Madame, lui dit son amie en s’essuyant les yeux, en vérité cette enfant me touche ; ce qu’elle vient de vous dire est admirable : voilà une belle âme, un beau caractère !

Madame de Miran se taisait encore, et me regardait toujours.

Vous dirai-je à quoi je pense ? reprit tout de suite madame Dorsin : vous êtes le meilleur cœur du monde, et le plus généreux ; mais je me mets à votre place, et après cet événement-ci il se pourrait fort bien que vous eussiez quelque répugnance à la voir davantage ; il faudra peut-être que vous preniez sur vous pour lui continuer vos soins. Voulez-vous me la laisser ? Je me charge d’elle en attendant que tout ceci se passe. Je ne prétends pas vous l’ôter, elle y perdrait trop ; et je vous la rendrai dès que le mariage de votre fils sera conclu, et que vous me la redemanderez.

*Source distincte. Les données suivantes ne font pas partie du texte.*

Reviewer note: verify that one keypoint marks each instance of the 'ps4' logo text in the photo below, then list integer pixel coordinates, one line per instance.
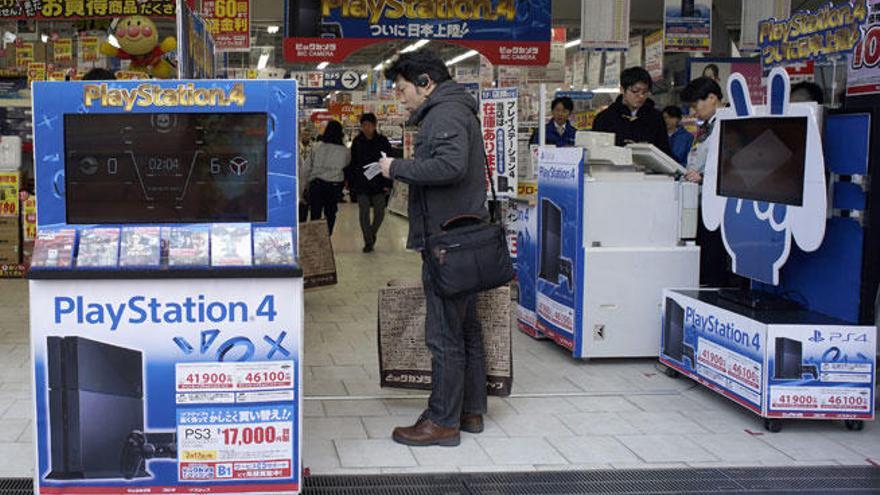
(153, 95)
(834, 337)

À ce discours, je levai les yeux sur elle d’un air humble et reconnaissant, à quoi je joignis une très humble et très légère inclination de tête ; je dis légère, parce que je compris dans mon cœur que je devais la remercier avec discrétion, et qu’il fallait bien paraître sensible à ses bontés, mais non pas faire penser qu’elles me consolassent, comme en effet elles ne me consolaient pas. J’accompagnai le tout d’un soupir ; après quoi madame Dorsin, reprenant la parole, dit à ma bienfaitrice : Voyez, consultez-vous.

De grâce, un moment, répondit madame de Miran : tout à l’heure je vais vous répondre : laissez-moi auparavant m’informer d’une chose.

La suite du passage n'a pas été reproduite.